# Causality & Correlation Analysis

In [2]:
import matplotlib.pyplot as plt
from statsmodels.tsa.stattools import grangercausalitytests
import numpy as np
import pandas as pd
import os

TABLES_DIRECTORY = "../../Data/giant_tables"

In [3]:
patient_hup_ids = []
# Iterate through all files in TABLES_DIRECTORY
for filename in os.listdir(TABLES_DIRECTORY):
    # Only look at filename that are .csv files and does not begin with .
    if filename.endswith(".csv") and not filename.startswith("."):
        # Get the patient_hup_id from the filename which is after _ and before .
        patient_hup_id = filename.split("_")[1].split(".")[0]
        patient_hup_ids.append(patient_hup_id)
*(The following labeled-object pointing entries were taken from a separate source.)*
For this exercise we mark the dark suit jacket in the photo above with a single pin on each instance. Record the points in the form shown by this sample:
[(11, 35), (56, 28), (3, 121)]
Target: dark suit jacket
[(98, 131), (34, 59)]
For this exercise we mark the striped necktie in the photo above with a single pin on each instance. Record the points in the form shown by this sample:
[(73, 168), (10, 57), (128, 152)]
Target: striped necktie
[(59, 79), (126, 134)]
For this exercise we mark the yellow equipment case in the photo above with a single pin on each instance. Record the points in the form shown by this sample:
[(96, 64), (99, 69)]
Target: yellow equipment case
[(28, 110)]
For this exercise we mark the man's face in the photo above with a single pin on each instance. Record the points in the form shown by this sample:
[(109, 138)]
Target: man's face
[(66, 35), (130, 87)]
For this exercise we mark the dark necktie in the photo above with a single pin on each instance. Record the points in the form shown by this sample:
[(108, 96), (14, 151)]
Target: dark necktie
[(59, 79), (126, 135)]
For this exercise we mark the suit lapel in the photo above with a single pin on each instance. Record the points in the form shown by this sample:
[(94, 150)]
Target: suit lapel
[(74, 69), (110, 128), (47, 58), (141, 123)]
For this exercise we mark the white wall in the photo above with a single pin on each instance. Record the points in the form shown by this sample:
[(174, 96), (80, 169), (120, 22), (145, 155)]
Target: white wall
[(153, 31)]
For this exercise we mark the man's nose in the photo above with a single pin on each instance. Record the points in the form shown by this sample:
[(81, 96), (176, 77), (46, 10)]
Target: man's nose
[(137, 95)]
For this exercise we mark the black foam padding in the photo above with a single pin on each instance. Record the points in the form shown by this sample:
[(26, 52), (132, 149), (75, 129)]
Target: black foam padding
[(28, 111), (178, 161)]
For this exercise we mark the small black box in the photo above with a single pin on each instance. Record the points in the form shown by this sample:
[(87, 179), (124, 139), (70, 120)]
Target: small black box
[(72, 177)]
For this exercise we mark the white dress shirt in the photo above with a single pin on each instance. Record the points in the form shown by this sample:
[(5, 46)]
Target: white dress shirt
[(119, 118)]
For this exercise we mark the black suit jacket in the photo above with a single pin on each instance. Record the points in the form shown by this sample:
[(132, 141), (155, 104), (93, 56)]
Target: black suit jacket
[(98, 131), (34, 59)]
patient_hup_ids = sorted(patient_hup_ids)
len(patient_hup_ids)

62

## Do interictal spikes drive phase synchronization?

In [9]:
for patient_hup_id in patient_hup_ids:
    # Read in the giant table for this patient
    hourly_patient_features_df = pd.read_csv(
        os.path.join(TABLES_DIRECTORY, f"HUP_{patient_hup_id}.csv")
    )

    # Assuming you already have the dataframe hourly_patient_features_df
    df = hourly_patient_features_df[["spikes_avg_all", "kuramoto"]]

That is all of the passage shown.